Structural and Dynamic Evolution of Compound Rockslides – Insights from the Brienz Rockslide Collapse of June 2023

In May 2023 the village of Brienz/ Brinzauls, Switzerland was evacuated due to high landslide risk, drawing national and international attention.  On June 15, 2023, a significant collapse occurred at the site, with a volume of 2 Mm³.   This collapse followed a prolonged acceleration phase of a section of an old, partially active deep seated gravitational slope deformation (DSGSD).  The Insel compartment is composed of ductile clay-schist at its base, overlaid by porous rauhwacke and brittle dolomites.
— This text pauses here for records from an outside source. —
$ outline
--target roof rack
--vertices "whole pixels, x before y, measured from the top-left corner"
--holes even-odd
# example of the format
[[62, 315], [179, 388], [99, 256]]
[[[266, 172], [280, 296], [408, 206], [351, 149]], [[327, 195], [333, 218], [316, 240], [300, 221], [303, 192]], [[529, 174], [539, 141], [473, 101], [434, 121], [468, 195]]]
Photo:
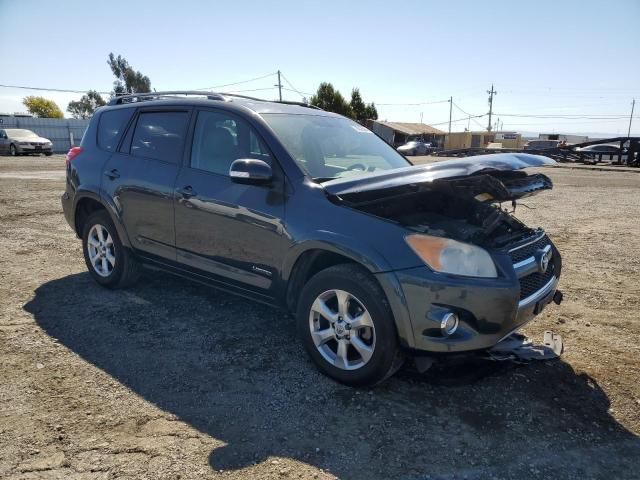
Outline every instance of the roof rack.
[[200, 92], [198, 90], [171, 90], [166, 92], [144, 92], [144, 93], [130, 93], [127, 95], [119, 95], [112, 98], [108, 105], [122, 105], [123, 103], [143, 102], [148, 100], [159, 99], [161, 97], [174, 97], [176, 95], [197, 95], [200, 97], [207, 97], [208, 100], [220, 100], [227, 101], [225, 97], [237, 97], [244, 98], [246, 100], [253, 100], [255, 102], [272, 102], [282, 103], [285, 105], [299, 105], [301, 107], [313, 108], [315, 110], [322, 110], [320, 107], [311, 105], [304, 102], [292, 102], [289, 100], [265, 100], [264, 98], [248, 97], [246, 95], [238, 95], [236, 93], [217, 93], [217, 92]]
[[174, 95], [198, 95], [201, 97], [207, 97], [209, 100], [222, 100], [225, 98], [220, 93], [214, 92], [198, 92], [197, 90], [171, 90], [167, 92], [144, 92], [144, 93], [130, 93], [127, 95], [119, 95], [112, 98], [109, 101], [109, 105], [121, 105], [123, 103], [142, 102], [147, 100], [153, 100], [160, 97], [170, 97]]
In the present work, we analyse the complete dynamic and structural evolution of the Insel compartment using data from various monitoring systems, including 3D displacement measurements from a robotic total station (RTS, operational since 2012), bi-annual LiDAR surveys, Doppler radar monitoring of rockfall activity, ground-based InSAR monitoring (since 2018), and automated digital image correlation of high-resolution time-lapse images. We additionally developed simple analytical dynamic models to investigate the behaviour of viscoplastic and frictional materials.

The current study identified three key phases of the Insel compartment's evolution: (i) the compartment formation phase, (ii) the Insel acceleration and (iii) the terminal phase. During the formation phase (2018-2022), the compartment extended laterally and in the down-slope direction, and a transition from toppling to sliding kinematics was observed.  The acceleration phase started in summer 2022 and was characterized by a prolonged exponential increase in displacement rates, occasionally interrupted with linear growth phases, persisting until early May 2023. In the terminal phase, four short-term surge episodes (lasting days to weeks) were noted, defined by rapid exponential velocity increases followed by stagnation. Surge episodes became more frequent towards the date of collapse and strongly influenced the short-term applicability of classical velocity prediction models such as the Voight’s model.

Based on the available data we developed a kinematic model of the Insel compartment, resulting in a two-wedge compound rockslide which moves on a bi-linear sliding plane. The upper, active wedge comprised brittle, heavily fractured dolomites, while the lower, passive wedge primarily consisted of ductile clay-schists. Intense subsidence at the top of the active wedge suggested the formation of a graben structure along pre-existing large-scale lineaments. The sliding planes dipped southward at 50° (active wedge) and 25° (passive wedge), with a sub-vertical internal shear/deformation zone (ISP) evolving at the kink point of the bi-linear sliding plane. The passive wedge exhibited decreasing displacement in downslope direction, indicating internal shearing and rupturing. At least one rupture plane formation was identified within the passive wedge, causing a rapid acceleration followed by velocity stabilization.

We could replicate the velocity characteristics of surge episodes by combining analytical dynamic models using viscoplastic and frictional materials. This led us to the conclusion that a complex interplay between rupturing within the passive wedge, displacements along the ISP and mass balance changes due to frontal collapses caused the complex dynamic evolution and hence the difficulties in the short-term applicability of Voight’s model. This comprehensive investigation offers new insights and valuable field observations of the complex interplay of structural, mechanical, and external factors driving the dynamics of compound rockslides.